Balade en paysage «Natuur, nature», matière de création ou d’inspiration, avec l’art pour seul médiateur.
Et si la nature fédérait le pays ? De Markten invite une dizaine de plasticiens de toute obédience. Le sculpteur tournaisien Emile Desmedt côtoie la Brugeoise Saskia Weyts. Les bronzes de Klaar Cornelis se mêlent aux signes calligraphiques de Kikie Crêvecoeur. Un bonheur. Sous le label « Cf. (Natuur, nature) », seule la forme autonome expérimentée dans le cube blanc de la galerie entretient ses divers niveaux de résonance.
« C’est la nature qui est le prétexte de cette exposition, revendique De Markten. Celui-ci l’utilise comme matière de création même, tandis que chez celui-là, nous pouvons constater une tentative de représentation. » Dans cette promenade en vase clos, des murs se dissolvent, des tensions se libèrent pour laisser entrevoir des coins de ciel, des branchages, la couleur de l’ardoise, l’expérience contemplative, l’émotion. La balade livre une succession de points de vue, des apparitions successives, comme autant de marqueurs de nos espaces réels et imaginaires.
Très peu d’installations entrent en lice
La nature, dans sa matérialité, nous interpelle dès la cour intérieure du centre culturel. Klaar Cornelis dresse des troncs pétrifiés en pierre bleue irlandaise comme des totems d’art brut urbain. On retrouve le jeune plasticien, qui vit et travaille
à Gand, dans une grande salle qui accueille aussi les travaux graphiques de Kikie Crèvecœur. Face aux traces mémoriales
en bronze, elle déploie l’épure de ses promenades en forêt, Trognes, Traceet, Bribes et échappées.

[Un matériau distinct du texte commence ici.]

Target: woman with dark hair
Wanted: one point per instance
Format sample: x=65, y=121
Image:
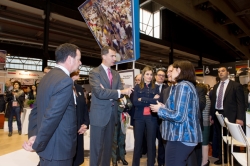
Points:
x=180, y=125
x=32, y=94
x=145, y=93
x=15, y=101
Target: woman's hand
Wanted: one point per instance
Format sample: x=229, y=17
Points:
x=82, y=129
x=156, y=107
x=156, y=96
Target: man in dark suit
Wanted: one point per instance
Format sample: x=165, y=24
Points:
x=82, y=118
x=106, y=88
x=52, y=122
x=159, y=79
x=228, y=100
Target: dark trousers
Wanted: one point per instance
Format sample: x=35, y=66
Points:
x=44, y=162
x=217, y=137
x=176, y=153
x=195, y=157
x=150, y=124
x=161, y=149
x=101, y=143
x=15, y=111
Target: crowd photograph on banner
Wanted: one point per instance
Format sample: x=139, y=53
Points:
x=111, y=24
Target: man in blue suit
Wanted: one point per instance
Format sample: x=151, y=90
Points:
x=106, y=88
x=52, y=122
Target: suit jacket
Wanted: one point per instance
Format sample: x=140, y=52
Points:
x=233, y=102
x=53, y=118
x=103, y=100
x=164, y=95
x=82, y=118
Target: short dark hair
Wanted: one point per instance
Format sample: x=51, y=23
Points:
x=105, y=50
x=75, y=73
x=145, y=69
x=187, y=71
x=48, y=67
x=164, y=71
x=202, y=86
x=17, y=83
x=65, y=50
x=223, y=67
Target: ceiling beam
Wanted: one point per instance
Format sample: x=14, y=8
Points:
x=244, y=12
x=186, y=8
x=225, y=9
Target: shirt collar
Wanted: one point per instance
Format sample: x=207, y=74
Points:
x=105, y=67
x=226, y=81
x=63, y=68
x=158, y=83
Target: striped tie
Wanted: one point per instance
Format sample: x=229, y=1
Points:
x=220, y=94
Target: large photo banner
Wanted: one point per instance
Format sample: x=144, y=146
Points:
x=127, y=78
x=3, y=54
x=114, y=23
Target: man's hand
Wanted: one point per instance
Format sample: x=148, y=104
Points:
x=211, y=120
x=127, y=91
x=156, y=96
x=101, y=86
x=28, y=144
x=82, y=129
x=240, y=122
x=156, y=107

On ressent la même quête de densité dans le signe.
Sous les ciseaux de Florence Fréson, l’ardoise, la pierre bleue, le calcaire de Vinalmont racontent des histoires de taille.
Le strict nécessaire optimise la tension. Des paysages, des scansions surgissent sobrement de la pierre. Comme des souffles qui pourraient faire vaciller les photos noir et blanc de Jean-Louis Vanesch ou Lucia Radochonska. « Mon plus grand plaisir, à la prise de vue, est d’apprivoiser les choses, déclare la photographe polonaise qui a fait ses études à Saint-Luc, à Liège. D’entrer dans leur intimité, que ce soit une poule, un cheval, un fruit ou une goutte d’eau. Puis entre en jeu l’expérience. » Très simplement, elle fait germer des émotions universelles, alors que Jean-Louis Vanesch explore par la photo son peu extraordinaire jardin du Pays de Herve. Ses beaux contrastes argentins aiguisent le regard, et nous découvrons un petit univers qui contient le monde et les choses.
Les fusains sur papier de Petrus De Man orchestrent la montée irrépressible de la nature. Inscriptions à la pointe sèche,
les silhouettes dressent des troncs aux membres atrophiés, comme autant de cris de solitude.
Très peu d’installations entrent en lice. Yvonne Knevels suspend une énorme structure en rotin entre les piliers qui rappellent l’origine industrielle du lieu. Conçue pour cet espace, la nasse légère mais prégnante contraste avec l’œuvre sculptée d’Emile Desmedt. Des bogues y deviennent des bombes. Ses cotes de maille cannelées enferment le vide comme d’énormes cocons organiques. Le fragile et le massif se conjuguent dans un art primitiviste, d’acier et d’or.
Oui, David Delesalle peint des légumes, formes végétales, racines tubéreuses, en autant de xylogravures où la taille, l’incision, la découpe, l’arrachage résument les gestes qui lacèrent et nourrissent la nature. Chou géant ou pomme de terre, l’action intarissable qu’il mène sur le végétal assimile son panorama remanié de la nature morte contemporaine au courant
de la peinture concrète. Comme un éternel retour.
Cf. (natuur, nature) De Markten, 5 Vieux Marché aux Grains, 1000 Bruxelles, jusqu’au 23 décembre. Tél. 02-512.34.25, www.demarkten.be. Entrée gratuite. Catalogue : 3 euros.